Relativement épargnée par la commission RER, c’est pourtant la ligne B qui devrait faire l’objet de toutes les attentions cette année, avec notamment la mise en place d’une organisation unifiée au 1er juin grâce à laquelle « le plan de transport sera élaboré par des équipes mixtes RATP-SNCF », précise Pierre Mongin, président de la RATP. Objectif: améliorer la ponctualité et l’information des voyageurs. Un projet qui est en réalité dans les cartons depuis un moment et dont la commission RER s’étonnait du « délai de trois ans nécessaire à cette initiative » et pour lequel il lui semblait « inenvisageable que les opérateurs continuent de “promener” les responsables politiques en privilégiant le maintien d’un système sclérosé. » Dans la mise en œuvre opérationnelle de ce commandement commun, les opérateurs devront néanmoins tenir compte des travaux qui « vont plus que tripler en 2013, pour faire du redressement de cette ligne un exemple », précise Guillaume Pepy.

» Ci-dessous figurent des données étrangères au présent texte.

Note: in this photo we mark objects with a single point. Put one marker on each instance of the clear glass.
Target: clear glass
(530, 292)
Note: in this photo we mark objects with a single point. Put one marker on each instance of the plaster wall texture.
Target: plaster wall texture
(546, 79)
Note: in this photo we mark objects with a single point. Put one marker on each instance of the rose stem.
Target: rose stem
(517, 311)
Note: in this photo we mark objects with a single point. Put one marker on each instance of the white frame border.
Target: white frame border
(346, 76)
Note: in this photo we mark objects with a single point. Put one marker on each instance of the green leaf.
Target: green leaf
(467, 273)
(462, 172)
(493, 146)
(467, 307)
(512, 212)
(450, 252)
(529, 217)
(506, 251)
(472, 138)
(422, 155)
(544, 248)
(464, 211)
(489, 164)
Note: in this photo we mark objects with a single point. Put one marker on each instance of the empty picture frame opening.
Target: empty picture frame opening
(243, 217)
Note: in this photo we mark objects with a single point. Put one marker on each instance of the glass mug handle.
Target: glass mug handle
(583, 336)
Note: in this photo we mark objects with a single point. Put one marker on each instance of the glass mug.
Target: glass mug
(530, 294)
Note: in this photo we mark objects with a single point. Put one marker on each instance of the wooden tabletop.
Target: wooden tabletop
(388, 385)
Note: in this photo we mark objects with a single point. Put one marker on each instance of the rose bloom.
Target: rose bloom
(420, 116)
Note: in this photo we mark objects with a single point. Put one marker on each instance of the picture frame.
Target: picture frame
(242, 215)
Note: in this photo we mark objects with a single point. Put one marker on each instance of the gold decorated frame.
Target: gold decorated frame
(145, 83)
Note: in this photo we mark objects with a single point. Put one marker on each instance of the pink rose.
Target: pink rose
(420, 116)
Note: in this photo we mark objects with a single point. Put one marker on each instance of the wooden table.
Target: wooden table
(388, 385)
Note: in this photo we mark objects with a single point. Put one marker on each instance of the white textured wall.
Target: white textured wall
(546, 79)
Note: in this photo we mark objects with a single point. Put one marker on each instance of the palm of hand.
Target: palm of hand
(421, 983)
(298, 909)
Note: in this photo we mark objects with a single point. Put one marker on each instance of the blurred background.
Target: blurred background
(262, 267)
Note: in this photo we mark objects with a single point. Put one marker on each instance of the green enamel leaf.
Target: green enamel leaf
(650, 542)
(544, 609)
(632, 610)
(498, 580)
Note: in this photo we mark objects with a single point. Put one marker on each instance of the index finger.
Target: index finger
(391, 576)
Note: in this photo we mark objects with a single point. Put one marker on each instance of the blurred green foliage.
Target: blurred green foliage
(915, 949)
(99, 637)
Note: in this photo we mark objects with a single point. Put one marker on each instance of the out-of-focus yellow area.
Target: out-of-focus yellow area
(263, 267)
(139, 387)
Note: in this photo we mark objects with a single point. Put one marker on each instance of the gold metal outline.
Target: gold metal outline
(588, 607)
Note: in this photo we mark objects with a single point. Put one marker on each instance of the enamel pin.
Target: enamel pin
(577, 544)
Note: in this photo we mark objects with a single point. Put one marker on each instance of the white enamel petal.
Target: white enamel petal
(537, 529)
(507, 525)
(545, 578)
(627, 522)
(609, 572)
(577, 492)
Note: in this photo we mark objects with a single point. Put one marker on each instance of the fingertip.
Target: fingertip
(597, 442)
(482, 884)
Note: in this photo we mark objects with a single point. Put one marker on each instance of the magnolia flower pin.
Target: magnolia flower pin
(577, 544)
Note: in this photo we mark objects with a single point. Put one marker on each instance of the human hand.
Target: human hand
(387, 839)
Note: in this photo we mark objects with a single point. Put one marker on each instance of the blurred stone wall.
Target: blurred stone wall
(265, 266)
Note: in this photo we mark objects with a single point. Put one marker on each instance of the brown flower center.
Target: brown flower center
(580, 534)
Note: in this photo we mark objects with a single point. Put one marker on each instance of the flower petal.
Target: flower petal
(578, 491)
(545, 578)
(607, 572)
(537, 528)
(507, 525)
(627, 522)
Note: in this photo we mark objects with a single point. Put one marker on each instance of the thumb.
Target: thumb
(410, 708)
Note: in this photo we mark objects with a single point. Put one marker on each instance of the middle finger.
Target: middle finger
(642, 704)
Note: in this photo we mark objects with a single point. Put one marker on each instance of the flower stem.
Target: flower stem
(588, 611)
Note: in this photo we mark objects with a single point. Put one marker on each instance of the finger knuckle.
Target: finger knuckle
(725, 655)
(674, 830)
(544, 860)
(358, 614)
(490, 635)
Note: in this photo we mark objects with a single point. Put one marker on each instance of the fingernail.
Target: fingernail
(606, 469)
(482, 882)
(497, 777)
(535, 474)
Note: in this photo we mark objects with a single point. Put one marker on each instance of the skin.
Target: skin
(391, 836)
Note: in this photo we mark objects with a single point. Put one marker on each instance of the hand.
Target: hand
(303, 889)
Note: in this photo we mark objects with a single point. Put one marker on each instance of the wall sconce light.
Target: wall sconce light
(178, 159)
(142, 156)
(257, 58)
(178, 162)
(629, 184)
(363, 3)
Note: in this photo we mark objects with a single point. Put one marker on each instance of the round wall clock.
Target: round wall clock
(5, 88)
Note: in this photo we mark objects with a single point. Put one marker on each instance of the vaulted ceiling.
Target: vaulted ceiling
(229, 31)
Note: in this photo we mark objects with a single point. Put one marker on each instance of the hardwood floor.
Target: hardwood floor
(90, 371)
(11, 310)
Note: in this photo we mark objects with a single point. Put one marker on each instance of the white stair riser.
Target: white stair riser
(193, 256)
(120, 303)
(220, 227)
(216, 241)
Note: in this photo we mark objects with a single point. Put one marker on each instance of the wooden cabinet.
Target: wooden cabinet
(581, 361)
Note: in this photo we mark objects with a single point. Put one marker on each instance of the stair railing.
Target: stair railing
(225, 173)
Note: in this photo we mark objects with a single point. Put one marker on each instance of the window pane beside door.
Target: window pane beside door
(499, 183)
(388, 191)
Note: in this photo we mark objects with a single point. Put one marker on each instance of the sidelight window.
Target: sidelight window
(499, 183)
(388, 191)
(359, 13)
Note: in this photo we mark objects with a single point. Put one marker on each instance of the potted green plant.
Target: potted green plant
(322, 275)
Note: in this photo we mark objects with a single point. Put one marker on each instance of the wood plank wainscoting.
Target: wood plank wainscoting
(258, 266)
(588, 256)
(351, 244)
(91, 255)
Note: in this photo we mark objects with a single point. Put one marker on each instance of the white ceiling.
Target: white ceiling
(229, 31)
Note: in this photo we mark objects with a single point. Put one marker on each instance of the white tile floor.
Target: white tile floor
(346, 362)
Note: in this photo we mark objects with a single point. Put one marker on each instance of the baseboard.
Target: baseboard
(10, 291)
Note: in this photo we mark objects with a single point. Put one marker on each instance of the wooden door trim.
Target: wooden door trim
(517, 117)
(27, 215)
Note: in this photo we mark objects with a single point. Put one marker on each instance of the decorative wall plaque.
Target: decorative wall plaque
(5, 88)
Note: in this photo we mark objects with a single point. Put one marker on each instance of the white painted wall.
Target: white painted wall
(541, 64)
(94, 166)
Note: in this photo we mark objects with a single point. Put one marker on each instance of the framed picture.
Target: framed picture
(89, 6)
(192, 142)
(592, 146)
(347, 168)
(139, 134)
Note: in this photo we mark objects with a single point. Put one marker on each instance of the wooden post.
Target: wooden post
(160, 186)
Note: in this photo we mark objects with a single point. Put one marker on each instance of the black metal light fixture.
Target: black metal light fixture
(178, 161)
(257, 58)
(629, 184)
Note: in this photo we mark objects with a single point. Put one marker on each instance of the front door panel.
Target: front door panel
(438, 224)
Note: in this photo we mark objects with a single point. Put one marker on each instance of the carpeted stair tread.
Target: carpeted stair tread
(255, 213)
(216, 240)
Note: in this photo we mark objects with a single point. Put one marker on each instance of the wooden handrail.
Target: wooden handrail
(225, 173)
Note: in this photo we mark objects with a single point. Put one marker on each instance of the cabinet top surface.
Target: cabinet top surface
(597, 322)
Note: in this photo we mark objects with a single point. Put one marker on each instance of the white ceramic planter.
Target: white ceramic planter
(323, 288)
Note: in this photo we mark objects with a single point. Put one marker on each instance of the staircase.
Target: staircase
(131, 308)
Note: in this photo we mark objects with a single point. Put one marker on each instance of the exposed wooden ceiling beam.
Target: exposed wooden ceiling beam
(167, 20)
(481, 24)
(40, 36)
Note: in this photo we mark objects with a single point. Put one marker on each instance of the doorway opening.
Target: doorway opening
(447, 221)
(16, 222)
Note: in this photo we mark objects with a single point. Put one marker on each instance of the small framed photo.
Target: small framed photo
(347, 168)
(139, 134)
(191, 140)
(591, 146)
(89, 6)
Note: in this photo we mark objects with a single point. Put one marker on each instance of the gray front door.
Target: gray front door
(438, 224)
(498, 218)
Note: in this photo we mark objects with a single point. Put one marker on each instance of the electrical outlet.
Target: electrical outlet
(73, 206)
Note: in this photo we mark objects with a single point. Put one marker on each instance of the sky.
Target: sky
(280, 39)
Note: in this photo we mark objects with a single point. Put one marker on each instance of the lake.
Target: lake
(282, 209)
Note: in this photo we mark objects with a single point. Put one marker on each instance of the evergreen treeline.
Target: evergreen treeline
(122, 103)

À l’heure où l’amélioration de la gestion des lignes de RER se précise, c’est du côté des tramways, dont plusieurs prolongements ont été inaugurés en 2012, que ça déraille. « Leur saturation s’accentue et gagne actuellement toutes les lignes avec des problèmes de surcharge particulièrement criants sur les T1, T2 et T3 », regrette Marc Pelissier, secrétaire général de l’Association des usagers des transports d’Île-de-France (AUT-Idf). Si le rapport de la commission RER évoquait un accès à l’information « verrouillé par les opérateurs », il semblerait que les politiques d’open data déployées par la RATP et la SNCF sont en passe de changer la donne. « Les geeks ont un cran d’avance mais nous les rattrapons », assure Guillaume Pepy. Dernière nouveauté en la matière: une application baptisée Tranquilien qui permet aux voyageurs de consulter l’affluence de leurs trains habituels en temps réel et de contribuer eux-mêmes à la régulation du trafic.